"Let life enchant you again." - Fernando Gros
0 items in your cart
$0
Blog // Adaptability
September 25, 2018

Journaling

Every night I take a few minutes to write in a journal. This is what happens and why I’ve taken up the habit, again.

At first, every mark is a scratch, as if the pen were tearing the paper. As the words slow and the thoughts form more completely, the strokes take on a rhythm. It becomes less like unrestrained aggression and more like the movement of skates on ice or skis slicing through groomed snow.

Every night, I sit down for a few minutes to write in my journal. I haven’t always done this, or to put it more precisely, I haven’t always been consistent. I started again over the summer, and as the days have shortened and cooled, the habit has solidified.

I even bought a pen for the job. Well, not only for the journaling, because as I get more and more disillusioned with life online, or really with a life lived through digital screens, I enjoy doing more things in low-tech ways. So, every night I pick up my Pilot Custom 743, loaded with iroshizuku ink in fuyu-syogun colour (literally “old man winter”), and start to write.

My journaling tries to answer two simple questions. My goal is just a page of A5, though sometimes it spreads onto a second page. I’m not trying to record every detail of every day. And, I’m not trying to examine every aspect of my thoughts and actions. I’ve done both in the past, and they have their place, but now I tend to record my life more through photos than words and examine the big creative and ethical questions through my daily writing, much of which you see here on this blog.

The first question I try to tackle is how well the day matched up to the theme I had planned for it. Inspired by Mike Vardy, I have recurring themes for most days. Some days are more like days in the office, doing email, logistics and administrative chores. Other days are more focussed on learning or planning. And some days are purely for making and crafting, with not an email or social media account in sight.

So, at the end of the day, I ask: “How well did the day match its theme?” It’s a question about harmony. Did the rhythm and melody of the day make sense together? Some days just feel right and others are off-key. Some days, it’s hard to improvise because it feels like we are playing the wrong song in the wrong key. So, I write a few words to put the day in perspective.

Then, I ask myself: “How good was I today?” The question is framed this way because it has a certain moral implication: was I at my best? Which can mean did I bring my best to the day, as a calm, reflective, well-prepared person. But, it also means did I make the right choices, was I kind, was I generous, was I following my values, rather than just getting things done, ticking chores off the list.

I have a tendency, perhaps one of my most crummy, to judge each day by the worst thing that happened to me. Sometimes all it takes is a moment for me to write off the day as terrible. It’s so easy to lose perspective. Our memory places landmines all around us. It just takes a second of feeling conspicuous or disrespected, a thoughtless action, or some comment, online or in passing, and the explosions wreck the day.

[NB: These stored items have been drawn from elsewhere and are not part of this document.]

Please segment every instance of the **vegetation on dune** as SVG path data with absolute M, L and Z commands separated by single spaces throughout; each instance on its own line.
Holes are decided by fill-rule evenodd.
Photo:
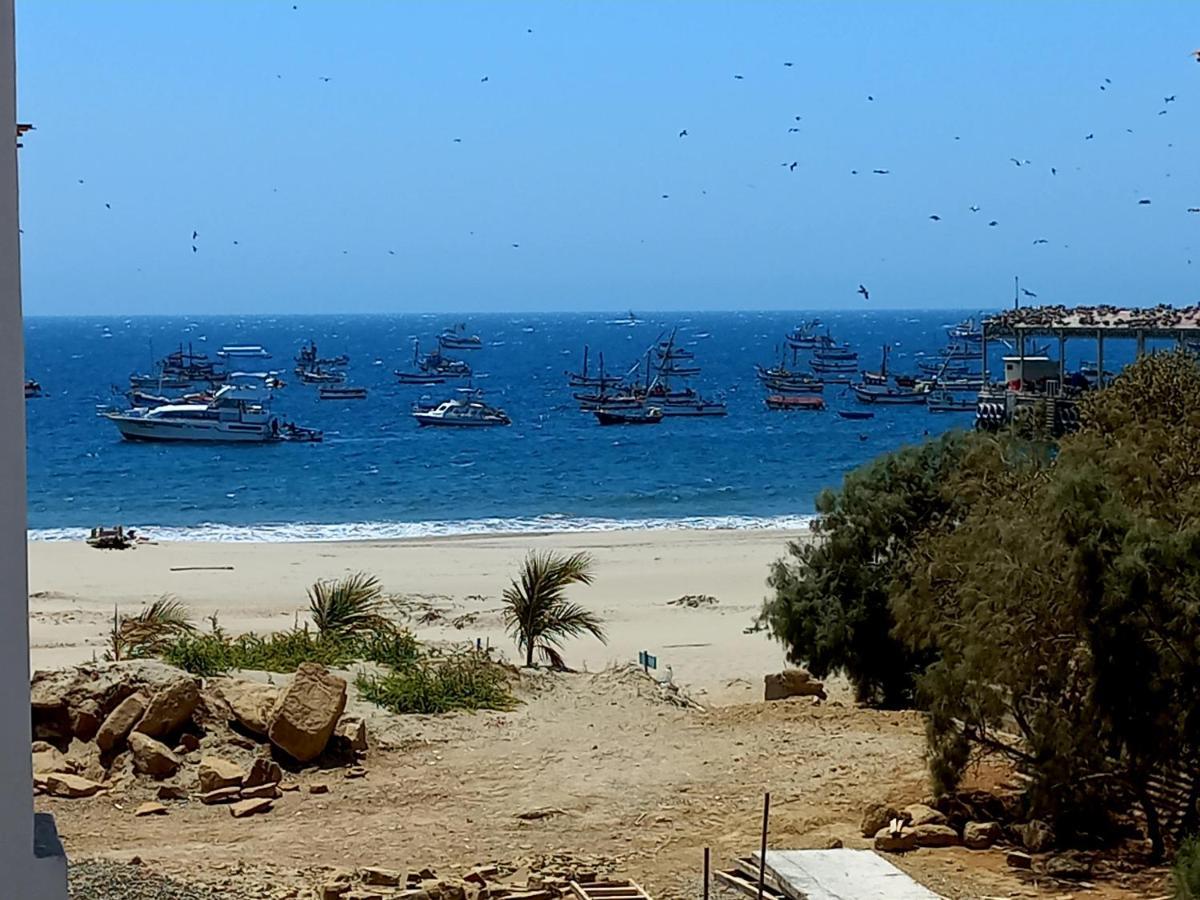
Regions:
M 606 642 L 600 617 L 567 600 L 573 584 L 592 583 L 592 558 L 586 553 L 530 553 L 518 579 L 504 590 L 504 624 L 525 654 L 526 667 L 540 654 L 555 668 L 565 668 L 560 648 L 566 638 L 591 634 Z
M 1171 866 L 1173 900 L 1200 900 L 1200 837 L 1190 837 L 1179 845 Z
M 425 656 L 384 675 L 360 673 L 354 684 L 363 699 L 395 713 L 511 709 L 515 705 L 505 670 L 474 651 Z
M 1057 446 L 1016 430 L 877 460 L 822 499 L 823 538 L 772 570 L 789 656 L 927 711 L 934 785 L 998 753 L 1029 812 L 1106 837 L 1150 782 L 1200 774 L 1200 365 L 1159 354 L 1081 404 Z
M 308 609 L 322 635 L 369 634 L 386 627 L 380 614 L 383 589 L 379 579 L 365 572 L 336 581 L 318 581 L 308 589 Z
M 123 616 L 119 610 L 114 609 L 104 658 L 122 660 L 137 656 L 154 656 L 175 640 L 194 631 L 195 628 L 188 618 L 187 607 L 166 594 L 136 616 Z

So, I journal to diffuse the memories, to put them in their correct place, to approach sleep with a better sense of what the day really was, what can be learnt from it, and what problems still call out for solutions.

When I look back, the times I did journal regularly were times when I was more productive and had a clearer sense of purpose in life. Knowing this, it’s hard to explain why I ever stopped journaling, why I allowed days and months and years to pass without having a pen and paper at hand every night and why I didn’t ask myself a few reflective questions.

Perhaps this is the question we all need to come back to again and again; why, when we know something is good for us, when something clearly lifts our soul and helps us appreciate life more deeply, do we still manage to let it slip away?, only to rediscover it years later as we ask ourselves, “What was I thinking?”